Promoteurs, industriels et chambres consulaires : l'occasion de relancer les projets
Les fédérations du bâtiment et les promoteurs immobiliers voient cet assouplissement comme une bouffée d'air pour un secteur en crise : simplification des normes, meilleure visibilité sur les réserves foncières et possibilité d'intégrer plus facilement les grands projets industriels ou de logement. Le secteur immobilier espère ainsi enrayer la chute des permis de construire.
Les défis de la mise en œuvre

Avant de viser le zéro artificialisation nette, encore faut-il savoir où l’on construit, avec quelles compétences et quels budgets. Données vieillissantes, financement du recyclage foncier, acceptation des habitants : trois angles morts qui peuvent faire dérailler la trajectoire ZAN si rien n’est anticipé.
Suivre la consommation foncière et mobiliser les compétences
Le premier obstacle reste la donnée : les bases cadastrales et clichés aériens accusent souvent deux ou trois ans de retard, ce qui rend le pilotage quasi aveugle. Mettre à jour ces cartographies au rythme d'un budget annuel supposerait un "guiche technique" capable d'accompagner surtout les petites communes, dépourvues d'experts SIG, d'écologues ou de juristes. Sans cette ingénierie mutualisée, la trajectoire restera théorique.
Financer le recyclage plutôt que l'étalement
Réhabiliter une friche industrielle ou dépolluer un ancien dépôt coûte jusqu'à cinq fois plus cher que d'ouvrir un champ à l'urbanisation. Le Fonds vert et le fonds friches, même dopés, ne couvrent qu'une fraction de la facture. Les élus demandent donc un financement pérenne et un système de péréquation pour que la "ville sur la ville" devienne la norme et pas l'exception.
Densifier sans sacrifier la qualité de vie et coordonner les politiques publiques
Répondre à la pénurie de logements passera par des surélévations, des divisions de parcelles et des opérations de renouvellement urbain. Or les habitants redoutent un "béton vertical" qui rognerait jardins, vues et fraîcheur.
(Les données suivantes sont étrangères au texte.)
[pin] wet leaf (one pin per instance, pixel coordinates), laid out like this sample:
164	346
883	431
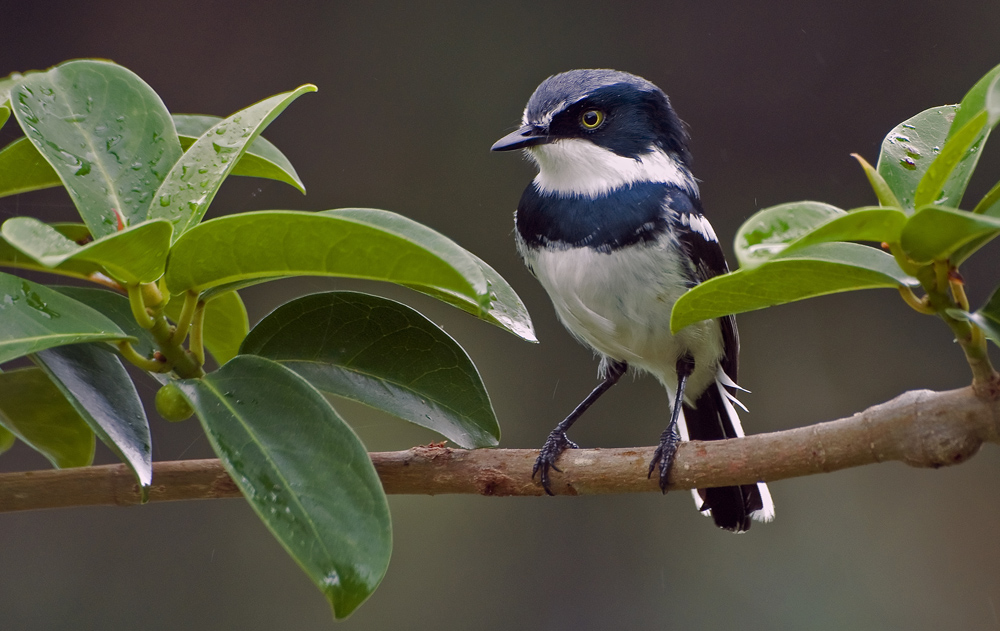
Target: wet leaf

La réussite dépendra autant d'une architecture soignée et d'espaces verts de proximité que d'un discours transparent sur les bénéfices collectifs.
Parallèlement, l'État devra trancher entre les méga-usines de batteries, les grands chantiers de la transition énergétique et les programmes de logement : trois politiques sectorielles qui se disputent souvent la même parcelle de terrain. Des incitations positives (bonus financiers pour les territoires vertueux, dotations majorées) pourraient compléter le volet sanction prévu en cas de dépassement des plafonds.